In September 2016, Becerra presented the Alliance of Women Against Radicalization and Extremism (AWARE) platform, a network oriented to the study and prevention of radicalization from a gender perspective, and which defends the creation of a common European policy on respect. The platform has the support of women such as Nadia Murad and Miriam González Durántez.

She has been a speaker in the European Parliament's report on mental health and gender equality, which raised the need to incorporate a gender perspective in research and treatment of diseases.

In international politics, she has stood out for her support to the Venezuelan opposition in its confrontation with the government of Nicolás Maduro, leading ALDE's negotiation on a resolution of the European Parliament that demanded, among other measures, the release of political prisoners.

In 2017, after several months of protests in Venezuela, Becerra promoted the candidacy of the Venezuelan political opposition for the Sakharov Prize. Becerra has been singled out and intimidated by members of the Venezuelan government for her persistent defense of the freedom of Venezuelans. In June 2018, she vsisted Cúcuta, a border city between Colombia and Venezuela, as part of a parliamentary mission to observe the situation of Venezuelan refugees arriving there.

She joined the task force of MEPs on Brexit, with a special focus on guaranteeing the rights of Europeans residing in the United Kingdom, and of British residents of the EU after the referendum that approved the abandonment of the European institutions.

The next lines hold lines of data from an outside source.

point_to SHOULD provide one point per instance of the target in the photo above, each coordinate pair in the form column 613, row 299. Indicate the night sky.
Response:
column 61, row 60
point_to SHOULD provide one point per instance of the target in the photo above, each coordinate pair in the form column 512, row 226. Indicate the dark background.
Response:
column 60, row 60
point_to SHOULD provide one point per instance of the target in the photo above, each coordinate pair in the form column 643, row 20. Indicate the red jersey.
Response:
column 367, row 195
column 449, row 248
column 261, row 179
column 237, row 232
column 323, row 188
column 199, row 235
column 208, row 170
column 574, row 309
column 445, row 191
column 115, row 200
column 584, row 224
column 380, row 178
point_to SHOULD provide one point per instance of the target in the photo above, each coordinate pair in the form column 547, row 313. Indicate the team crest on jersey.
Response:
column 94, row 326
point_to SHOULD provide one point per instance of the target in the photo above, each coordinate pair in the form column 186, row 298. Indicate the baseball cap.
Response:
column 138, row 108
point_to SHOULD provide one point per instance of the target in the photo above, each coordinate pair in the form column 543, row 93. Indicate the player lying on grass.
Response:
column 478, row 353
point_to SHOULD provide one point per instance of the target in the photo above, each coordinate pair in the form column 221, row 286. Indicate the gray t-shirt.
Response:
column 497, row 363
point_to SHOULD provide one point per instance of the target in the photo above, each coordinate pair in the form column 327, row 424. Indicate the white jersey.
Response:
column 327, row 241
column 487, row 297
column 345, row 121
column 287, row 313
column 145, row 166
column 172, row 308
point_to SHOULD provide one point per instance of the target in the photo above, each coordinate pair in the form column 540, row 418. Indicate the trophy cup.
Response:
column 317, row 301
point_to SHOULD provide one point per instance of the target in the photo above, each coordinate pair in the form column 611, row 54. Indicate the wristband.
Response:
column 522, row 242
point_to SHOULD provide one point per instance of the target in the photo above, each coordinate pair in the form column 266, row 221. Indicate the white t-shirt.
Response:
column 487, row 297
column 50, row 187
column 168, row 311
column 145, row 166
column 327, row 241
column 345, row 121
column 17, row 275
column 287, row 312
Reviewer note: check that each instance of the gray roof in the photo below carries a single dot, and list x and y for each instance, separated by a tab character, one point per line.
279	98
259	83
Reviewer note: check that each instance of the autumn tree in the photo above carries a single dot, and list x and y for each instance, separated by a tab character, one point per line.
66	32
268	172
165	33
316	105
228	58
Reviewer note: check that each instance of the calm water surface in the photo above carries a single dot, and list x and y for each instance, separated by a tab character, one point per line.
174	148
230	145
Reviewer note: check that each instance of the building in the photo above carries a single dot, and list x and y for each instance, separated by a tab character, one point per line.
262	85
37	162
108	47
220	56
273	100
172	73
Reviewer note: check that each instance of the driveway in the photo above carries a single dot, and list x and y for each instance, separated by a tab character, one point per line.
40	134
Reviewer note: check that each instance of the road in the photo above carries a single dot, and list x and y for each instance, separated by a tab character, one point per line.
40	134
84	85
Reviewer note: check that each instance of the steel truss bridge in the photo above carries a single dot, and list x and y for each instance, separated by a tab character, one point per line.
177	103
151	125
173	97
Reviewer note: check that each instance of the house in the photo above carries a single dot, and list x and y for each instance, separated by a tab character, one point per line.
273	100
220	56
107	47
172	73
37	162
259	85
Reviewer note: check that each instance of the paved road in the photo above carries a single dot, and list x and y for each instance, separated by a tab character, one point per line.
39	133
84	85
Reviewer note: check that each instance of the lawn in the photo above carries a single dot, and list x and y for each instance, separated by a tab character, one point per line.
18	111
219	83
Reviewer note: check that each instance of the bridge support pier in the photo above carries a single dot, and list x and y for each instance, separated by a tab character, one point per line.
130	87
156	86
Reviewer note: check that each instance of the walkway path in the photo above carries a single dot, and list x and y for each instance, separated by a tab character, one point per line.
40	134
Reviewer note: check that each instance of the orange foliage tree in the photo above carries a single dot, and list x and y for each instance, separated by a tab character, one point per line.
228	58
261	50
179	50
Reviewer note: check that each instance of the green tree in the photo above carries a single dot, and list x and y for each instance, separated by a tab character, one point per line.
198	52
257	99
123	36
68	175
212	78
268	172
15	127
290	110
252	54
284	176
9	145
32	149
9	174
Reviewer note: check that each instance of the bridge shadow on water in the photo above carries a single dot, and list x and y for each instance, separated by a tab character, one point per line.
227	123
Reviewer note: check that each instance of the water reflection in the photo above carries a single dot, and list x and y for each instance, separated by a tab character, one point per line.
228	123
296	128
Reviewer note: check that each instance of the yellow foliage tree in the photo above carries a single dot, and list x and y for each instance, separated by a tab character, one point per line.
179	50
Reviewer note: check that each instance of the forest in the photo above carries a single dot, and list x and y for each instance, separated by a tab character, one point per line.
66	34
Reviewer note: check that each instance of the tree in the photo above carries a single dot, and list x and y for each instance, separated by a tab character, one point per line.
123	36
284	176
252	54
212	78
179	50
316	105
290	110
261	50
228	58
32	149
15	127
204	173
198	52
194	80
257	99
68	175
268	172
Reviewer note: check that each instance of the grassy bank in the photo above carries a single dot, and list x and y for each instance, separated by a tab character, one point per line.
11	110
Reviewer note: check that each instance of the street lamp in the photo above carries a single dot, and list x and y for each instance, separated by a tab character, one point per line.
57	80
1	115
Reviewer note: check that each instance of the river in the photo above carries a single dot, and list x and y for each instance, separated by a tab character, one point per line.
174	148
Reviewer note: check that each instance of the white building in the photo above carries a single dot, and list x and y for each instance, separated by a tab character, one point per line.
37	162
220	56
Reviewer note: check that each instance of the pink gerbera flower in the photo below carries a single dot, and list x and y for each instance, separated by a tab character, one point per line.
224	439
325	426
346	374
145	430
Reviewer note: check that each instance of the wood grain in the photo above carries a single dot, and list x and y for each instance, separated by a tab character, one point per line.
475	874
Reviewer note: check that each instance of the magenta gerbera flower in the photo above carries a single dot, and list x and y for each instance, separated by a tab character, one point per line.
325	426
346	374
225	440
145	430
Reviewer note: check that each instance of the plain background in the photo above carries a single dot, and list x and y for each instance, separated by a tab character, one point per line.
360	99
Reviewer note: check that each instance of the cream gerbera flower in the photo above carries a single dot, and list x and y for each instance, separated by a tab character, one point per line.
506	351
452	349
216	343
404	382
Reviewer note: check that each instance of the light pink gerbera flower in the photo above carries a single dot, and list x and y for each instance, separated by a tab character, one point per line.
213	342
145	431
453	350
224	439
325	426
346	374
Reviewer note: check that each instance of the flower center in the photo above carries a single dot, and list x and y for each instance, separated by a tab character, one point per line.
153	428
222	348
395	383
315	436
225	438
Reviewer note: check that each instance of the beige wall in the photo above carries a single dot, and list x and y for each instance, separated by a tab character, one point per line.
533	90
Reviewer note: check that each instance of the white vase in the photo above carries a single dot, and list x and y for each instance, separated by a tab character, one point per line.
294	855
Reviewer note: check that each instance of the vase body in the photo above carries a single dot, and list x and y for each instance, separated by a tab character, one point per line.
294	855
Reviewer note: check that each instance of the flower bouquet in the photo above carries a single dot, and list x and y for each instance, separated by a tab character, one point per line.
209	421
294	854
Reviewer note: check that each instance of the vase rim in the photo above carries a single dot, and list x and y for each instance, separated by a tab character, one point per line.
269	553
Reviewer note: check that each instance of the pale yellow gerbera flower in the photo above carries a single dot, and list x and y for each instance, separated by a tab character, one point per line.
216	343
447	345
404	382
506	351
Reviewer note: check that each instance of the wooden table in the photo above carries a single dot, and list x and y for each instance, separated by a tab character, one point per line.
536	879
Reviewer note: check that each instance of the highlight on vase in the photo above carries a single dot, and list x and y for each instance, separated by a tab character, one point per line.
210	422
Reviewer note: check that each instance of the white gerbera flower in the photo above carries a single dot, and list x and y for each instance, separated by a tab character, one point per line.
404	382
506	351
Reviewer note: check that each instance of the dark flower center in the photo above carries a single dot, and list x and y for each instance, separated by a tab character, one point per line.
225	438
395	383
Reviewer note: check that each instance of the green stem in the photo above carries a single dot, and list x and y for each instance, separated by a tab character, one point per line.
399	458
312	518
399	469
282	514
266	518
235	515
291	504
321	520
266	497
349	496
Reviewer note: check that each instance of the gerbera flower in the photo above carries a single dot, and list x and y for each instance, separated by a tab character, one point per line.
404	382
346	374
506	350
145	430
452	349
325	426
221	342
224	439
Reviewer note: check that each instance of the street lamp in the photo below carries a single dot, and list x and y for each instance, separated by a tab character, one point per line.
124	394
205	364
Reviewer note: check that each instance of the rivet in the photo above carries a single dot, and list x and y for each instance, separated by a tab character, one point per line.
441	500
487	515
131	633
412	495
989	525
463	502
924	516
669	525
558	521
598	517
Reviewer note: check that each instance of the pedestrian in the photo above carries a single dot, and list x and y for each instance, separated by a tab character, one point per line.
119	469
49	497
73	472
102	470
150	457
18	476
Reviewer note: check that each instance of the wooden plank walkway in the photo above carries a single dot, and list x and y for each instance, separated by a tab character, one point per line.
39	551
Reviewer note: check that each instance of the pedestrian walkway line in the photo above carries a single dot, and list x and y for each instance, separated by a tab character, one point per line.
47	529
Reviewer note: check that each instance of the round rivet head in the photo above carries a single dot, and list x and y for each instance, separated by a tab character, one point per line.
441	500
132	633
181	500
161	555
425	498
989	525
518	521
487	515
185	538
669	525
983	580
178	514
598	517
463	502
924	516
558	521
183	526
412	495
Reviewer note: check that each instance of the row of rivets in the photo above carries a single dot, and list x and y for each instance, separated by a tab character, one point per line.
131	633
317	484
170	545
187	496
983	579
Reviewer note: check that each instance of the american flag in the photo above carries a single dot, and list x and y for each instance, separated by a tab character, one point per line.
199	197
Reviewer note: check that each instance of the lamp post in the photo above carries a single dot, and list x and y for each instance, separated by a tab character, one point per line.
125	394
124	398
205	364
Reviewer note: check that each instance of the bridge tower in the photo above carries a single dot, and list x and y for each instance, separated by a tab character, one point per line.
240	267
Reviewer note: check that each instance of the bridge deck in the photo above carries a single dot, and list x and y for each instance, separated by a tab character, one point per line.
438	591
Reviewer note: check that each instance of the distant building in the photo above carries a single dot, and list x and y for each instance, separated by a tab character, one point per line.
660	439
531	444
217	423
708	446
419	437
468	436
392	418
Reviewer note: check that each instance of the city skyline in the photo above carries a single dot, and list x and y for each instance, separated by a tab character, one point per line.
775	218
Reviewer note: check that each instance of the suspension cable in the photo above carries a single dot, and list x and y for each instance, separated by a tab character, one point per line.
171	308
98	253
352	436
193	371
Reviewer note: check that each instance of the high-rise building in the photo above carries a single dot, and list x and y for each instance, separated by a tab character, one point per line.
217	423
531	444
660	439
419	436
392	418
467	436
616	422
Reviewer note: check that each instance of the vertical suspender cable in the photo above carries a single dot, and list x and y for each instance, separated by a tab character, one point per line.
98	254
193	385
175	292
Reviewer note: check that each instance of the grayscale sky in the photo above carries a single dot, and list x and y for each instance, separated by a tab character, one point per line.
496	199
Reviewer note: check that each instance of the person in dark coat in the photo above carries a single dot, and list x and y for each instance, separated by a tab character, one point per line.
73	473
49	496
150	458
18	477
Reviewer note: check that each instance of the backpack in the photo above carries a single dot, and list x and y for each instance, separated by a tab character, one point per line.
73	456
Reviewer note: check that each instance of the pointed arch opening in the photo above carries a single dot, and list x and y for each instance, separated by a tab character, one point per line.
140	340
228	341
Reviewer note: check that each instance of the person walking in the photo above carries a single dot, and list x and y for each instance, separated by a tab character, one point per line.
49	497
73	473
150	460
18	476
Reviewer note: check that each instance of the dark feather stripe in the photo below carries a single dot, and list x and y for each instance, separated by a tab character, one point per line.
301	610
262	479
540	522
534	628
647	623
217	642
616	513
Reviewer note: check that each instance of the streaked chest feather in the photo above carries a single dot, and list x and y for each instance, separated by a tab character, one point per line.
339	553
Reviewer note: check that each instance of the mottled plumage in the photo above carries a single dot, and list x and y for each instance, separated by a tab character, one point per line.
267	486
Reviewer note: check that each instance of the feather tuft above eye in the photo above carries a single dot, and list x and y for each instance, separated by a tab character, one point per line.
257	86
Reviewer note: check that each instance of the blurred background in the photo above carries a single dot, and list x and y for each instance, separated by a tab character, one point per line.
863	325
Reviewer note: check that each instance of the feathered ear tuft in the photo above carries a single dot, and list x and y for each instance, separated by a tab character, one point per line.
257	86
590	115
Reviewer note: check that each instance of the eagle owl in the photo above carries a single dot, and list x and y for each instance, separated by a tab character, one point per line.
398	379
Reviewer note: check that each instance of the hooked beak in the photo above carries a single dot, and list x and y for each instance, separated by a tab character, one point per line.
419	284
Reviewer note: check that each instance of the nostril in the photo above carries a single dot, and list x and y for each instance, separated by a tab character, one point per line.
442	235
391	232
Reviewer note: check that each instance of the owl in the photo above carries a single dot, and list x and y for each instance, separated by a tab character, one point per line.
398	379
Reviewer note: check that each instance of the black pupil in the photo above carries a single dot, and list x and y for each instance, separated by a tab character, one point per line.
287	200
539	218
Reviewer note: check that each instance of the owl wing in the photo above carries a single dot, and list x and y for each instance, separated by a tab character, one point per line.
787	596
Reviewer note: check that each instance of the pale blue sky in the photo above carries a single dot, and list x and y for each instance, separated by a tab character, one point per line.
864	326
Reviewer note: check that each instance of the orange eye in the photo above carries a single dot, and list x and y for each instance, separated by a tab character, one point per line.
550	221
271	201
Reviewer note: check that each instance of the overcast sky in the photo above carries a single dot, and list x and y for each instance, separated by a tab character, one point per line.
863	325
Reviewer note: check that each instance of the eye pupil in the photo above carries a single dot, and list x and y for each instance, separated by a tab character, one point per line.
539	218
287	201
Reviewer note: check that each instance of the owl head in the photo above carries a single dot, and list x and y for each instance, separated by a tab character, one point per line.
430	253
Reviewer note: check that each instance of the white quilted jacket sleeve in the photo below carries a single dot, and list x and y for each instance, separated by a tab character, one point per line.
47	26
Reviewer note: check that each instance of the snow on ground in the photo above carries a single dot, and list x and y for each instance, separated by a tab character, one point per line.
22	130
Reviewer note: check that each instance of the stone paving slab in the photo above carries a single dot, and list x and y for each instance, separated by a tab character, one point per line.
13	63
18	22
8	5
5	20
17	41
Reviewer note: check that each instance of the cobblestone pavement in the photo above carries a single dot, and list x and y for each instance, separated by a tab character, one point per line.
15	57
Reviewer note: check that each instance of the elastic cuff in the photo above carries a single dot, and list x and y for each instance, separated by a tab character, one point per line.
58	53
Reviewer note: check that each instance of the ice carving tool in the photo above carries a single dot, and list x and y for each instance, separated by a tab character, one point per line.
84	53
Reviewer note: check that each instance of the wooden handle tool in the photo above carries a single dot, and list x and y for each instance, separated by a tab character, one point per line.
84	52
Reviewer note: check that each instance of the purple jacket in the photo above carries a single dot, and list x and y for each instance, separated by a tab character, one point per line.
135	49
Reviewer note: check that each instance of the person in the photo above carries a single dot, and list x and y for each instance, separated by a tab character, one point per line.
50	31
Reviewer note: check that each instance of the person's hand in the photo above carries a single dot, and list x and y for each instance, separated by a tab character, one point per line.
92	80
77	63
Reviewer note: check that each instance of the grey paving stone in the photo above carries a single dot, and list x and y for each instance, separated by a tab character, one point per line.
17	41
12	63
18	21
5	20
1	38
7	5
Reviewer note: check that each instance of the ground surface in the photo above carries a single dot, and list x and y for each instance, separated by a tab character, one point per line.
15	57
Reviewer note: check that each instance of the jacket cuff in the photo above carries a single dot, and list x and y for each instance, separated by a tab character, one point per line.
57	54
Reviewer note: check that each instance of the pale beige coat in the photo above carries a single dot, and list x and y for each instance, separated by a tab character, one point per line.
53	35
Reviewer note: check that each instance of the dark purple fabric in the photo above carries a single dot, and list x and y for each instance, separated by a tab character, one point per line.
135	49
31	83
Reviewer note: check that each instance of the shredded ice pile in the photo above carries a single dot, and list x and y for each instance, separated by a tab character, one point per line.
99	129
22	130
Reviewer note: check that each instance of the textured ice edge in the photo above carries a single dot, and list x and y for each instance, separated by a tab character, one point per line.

On 7 July 2017, in response to a letter from the MEP, European Commission President Jean-Claude Juncker confirmed that, if the secession of Catalonia were to take place, the new state would automatically be excluded from the European Union. In September, the president of the European Parliament, Antonio Tajani, also replied to Becerra stating that, "any action against the Constitution of a Member State is an action against the legal framework of the European Union."

In July 2018, Becerra announced the publication of her book Eres liberal y no lo sabes (You are Liberal and You Don't Know It), scheduled for September of that year, which she described as "a manifesto for an inclusive liberalism, free of dogmatism and modernity."